My Experience, Plus Tips for Organizing Your Own

MiniHack Photo

So, I guess I’m a real coder now: I organized a hackathon! It was awesome. It took place here in Houston on Saturday, May 6th. It was a success, especially considering that it was put together over the course of about two weeks. I’m definitely looking forward to organizing a larger one in the future.

If you’re thinking about organizing a similar event, hopefully my experiences will help you out. Here are the steps it took to get from idea to reality.

Scope it Out

The idea of hosting a hackathon came about as a casual conversation with a group of friends after we participated in HackHouston at Texas Southern University. We had an incredible experience there, and we wanted to help other new developers get involved in hackathons. So I offered to help organize an event for the Houston freeCodeCamp meetup.

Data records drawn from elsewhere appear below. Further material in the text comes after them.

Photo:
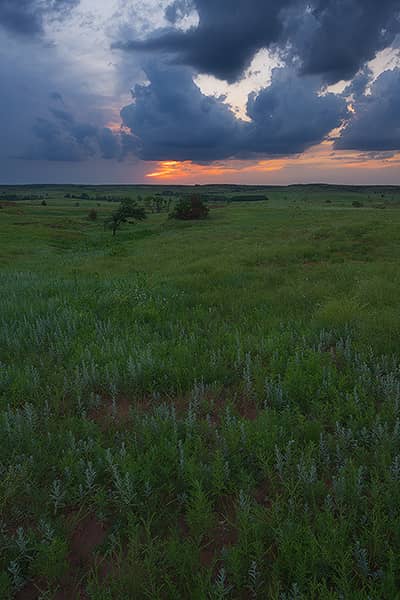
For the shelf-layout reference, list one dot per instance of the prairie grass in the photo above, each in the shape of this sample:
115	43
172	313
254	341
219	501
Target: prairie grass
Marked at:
201	410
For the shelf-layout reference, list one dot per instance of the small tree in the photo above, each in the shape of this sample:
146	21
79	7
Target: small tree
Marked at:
190	208
127	212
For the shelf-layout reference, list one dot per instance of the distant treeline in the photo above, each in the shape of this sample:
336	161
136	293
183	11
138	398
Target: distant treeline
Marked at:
16	198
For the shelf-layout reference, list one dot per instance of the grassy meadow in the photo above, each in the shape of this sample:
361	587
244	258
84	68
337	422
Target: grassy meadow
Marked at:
200	410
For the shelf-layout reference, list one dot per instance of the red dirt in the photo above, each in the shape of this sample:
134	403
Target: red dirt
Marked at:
223	535
88	535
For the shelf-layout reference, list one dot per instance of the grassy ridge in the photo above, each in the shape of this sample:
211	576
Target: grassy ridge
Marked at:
205	410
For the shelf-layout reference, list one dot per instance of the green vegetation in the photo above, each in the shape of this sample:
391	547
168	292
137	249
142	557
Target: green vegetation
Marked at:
204	409
190	208
127	212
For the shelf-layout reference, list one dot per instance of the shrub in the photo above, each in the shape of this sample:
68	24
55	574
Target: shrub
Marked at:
190	208
128	212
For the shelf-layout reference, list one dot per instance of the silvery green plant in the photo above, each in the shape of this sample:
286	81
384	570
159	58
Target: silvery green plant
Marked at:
57	495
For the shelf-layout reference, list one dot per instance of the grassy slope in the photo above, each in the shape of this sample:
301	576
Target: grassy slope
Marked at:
201	410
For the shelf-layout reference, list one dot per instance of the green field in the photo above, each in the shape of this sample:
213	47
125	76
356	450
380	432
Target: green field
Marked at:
200	410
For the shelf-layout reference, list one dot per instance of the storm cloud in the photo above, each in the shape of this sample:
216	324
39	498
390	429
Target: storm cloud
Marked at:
330	38
27	17
171	119
375	126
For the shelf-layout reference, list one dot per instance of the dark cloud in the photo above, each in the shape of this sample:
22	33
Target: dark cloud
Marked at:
291	114
63	138
26	17
171	119
335	38
375	126
228	35
331	38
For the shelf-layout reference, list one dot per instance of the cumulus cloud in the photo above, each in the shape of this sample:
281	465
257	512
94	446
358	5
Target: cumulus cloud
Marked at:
27	17
171	119
335	38
228	35
331	38
375	126
63	138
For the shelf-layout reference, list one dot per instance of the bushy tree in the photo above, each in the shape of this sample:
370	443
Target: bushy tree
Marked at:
190	208
127	212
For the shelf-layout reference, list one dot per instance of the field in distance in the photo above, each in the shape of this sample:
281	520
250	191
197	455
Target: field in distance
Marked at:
206	409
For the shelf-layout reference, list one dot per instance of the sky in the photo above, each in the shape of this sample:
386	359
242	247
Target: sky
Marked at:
199	91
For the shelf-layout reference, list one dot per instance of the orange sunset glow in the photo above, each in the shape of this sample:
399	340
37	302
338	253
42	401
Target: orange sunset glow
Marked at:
320	158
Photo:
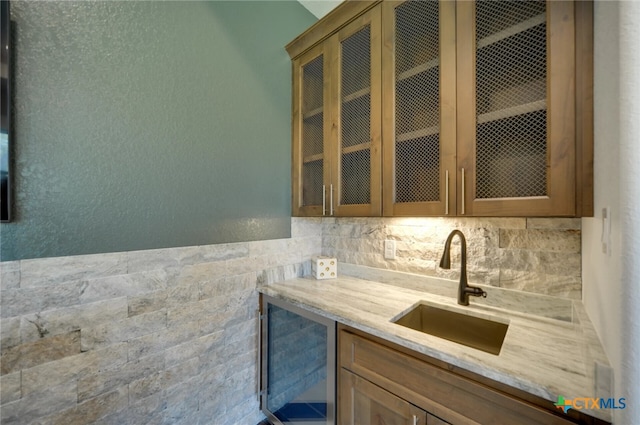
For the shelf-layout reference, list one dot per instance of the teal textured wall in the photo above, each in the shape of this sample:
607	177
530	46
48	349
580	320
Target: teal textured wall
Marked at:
150	124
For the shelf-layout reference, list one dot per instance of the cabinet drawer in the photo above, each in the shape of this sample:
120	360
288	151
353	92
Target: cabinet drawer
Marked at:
454	398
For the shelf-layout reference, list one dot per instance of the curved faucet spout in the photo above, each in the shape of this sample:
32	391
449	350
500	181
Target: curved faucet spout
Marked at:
464	290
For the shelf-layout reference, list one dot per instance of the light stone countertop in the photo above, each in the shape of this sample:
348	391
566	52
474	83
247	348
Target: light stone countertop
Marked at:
541	354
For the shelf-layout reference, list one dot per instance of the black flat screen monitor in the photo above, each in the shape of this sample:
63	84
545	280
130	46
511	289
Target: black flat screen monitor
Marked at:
5	147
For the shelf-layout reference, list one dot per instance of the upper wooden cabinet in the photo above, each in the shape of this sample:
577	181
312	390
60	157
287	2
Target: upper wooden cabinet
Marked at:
446	108
337	123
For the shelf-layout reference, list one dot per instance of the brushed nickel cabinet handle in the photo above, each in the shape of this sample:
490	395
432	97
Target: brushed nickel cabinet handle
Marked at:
463	194
446	192
331	200
324	199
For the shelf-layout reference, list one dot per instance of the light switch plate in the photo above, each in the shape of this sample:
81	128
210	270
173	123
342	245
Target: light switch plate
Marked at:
606	231
389	249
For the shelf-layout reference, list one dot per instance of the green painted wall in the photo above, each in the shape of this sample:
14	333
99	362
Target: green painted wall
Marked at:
145	124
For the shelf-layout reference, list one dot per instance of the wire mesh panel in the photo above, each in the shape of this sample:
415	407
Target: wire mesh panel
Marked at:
312	132
355	118
417	103
511	63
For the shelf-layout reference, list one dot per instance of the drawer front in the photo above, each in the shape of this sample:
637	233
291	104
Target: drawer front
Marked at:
456	399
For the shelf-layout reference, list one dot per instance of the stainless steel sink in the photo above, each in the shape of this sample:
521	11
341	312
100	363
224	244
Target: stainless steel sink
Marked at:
476	332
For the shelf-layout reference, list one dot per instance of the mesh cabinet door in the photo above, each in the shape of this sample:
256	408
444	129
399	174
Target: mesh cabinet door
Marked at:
517	119
310	173
357	173
420	145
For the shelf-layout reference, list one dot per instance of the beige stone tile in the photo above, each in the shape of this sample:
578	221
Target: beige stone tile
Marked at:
70	369
162	339
146	303
124	285
542	240
303	227
147	411
105	334
59	321
10	387
103	381
10	333
50	271
9	275
40	404
91	410
41	351
554	223
17	302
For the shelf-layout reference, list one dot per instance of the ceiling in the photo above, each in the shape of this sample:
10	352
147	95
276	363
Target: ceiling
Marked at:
320	7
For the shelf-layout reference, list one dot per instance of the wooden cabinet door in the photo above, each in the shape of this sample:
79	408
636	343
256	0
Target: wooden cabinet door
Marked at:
516	108
311	128
355	118
362	403
419	104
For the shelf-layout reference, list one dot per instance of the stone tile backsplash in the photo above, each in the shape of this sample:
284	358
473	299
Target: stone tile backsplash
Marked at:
169	335
529	254
165	336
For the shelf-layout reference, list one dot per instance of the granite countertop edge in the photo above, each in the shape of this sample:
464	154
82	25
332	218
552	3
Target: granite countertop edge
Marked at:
541	356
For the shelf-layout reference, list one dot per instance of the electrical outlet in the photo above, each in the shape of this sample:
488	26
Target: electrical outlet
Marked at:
389	249
606	231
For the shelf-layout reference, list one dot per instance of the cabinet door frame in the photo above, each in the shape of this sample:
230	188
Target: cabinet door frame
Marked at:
561	125
297	151
446	205
351	384
370	18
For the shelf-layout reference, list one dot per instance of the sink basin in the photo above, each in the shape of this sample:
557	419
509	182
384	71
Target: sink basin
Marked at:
476	332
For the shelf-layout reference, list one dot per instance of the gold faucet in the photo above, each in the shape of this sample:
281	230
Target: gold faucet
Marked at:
464	290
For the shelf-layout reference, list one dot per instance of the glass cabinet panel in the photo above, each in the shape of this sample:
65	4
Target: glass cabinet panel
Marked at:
355	118
417	105
511	91
312	132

From the start, my friends and I knew we wanted something a bit smaller than a full-fledged hackathon. We envisioned a one-day event that would feel less intimidating for new and aspiring developers. Eventually, I settled on the title Mini-Hackathon. Who knows, maybe it’ll catch on. This type of event has some real perks over a traditional hackathon:

  1. Beginner Friendly: I’m a member/co-organizer for Houston’s freeCodeCamp meetup. Many of us are new to programming or are trying to change careers. My number one goal was to host an event that would be accessible, educational, and fun for new coders, especially those who have shied away from other hackathons due to ‘imposter syndrome.’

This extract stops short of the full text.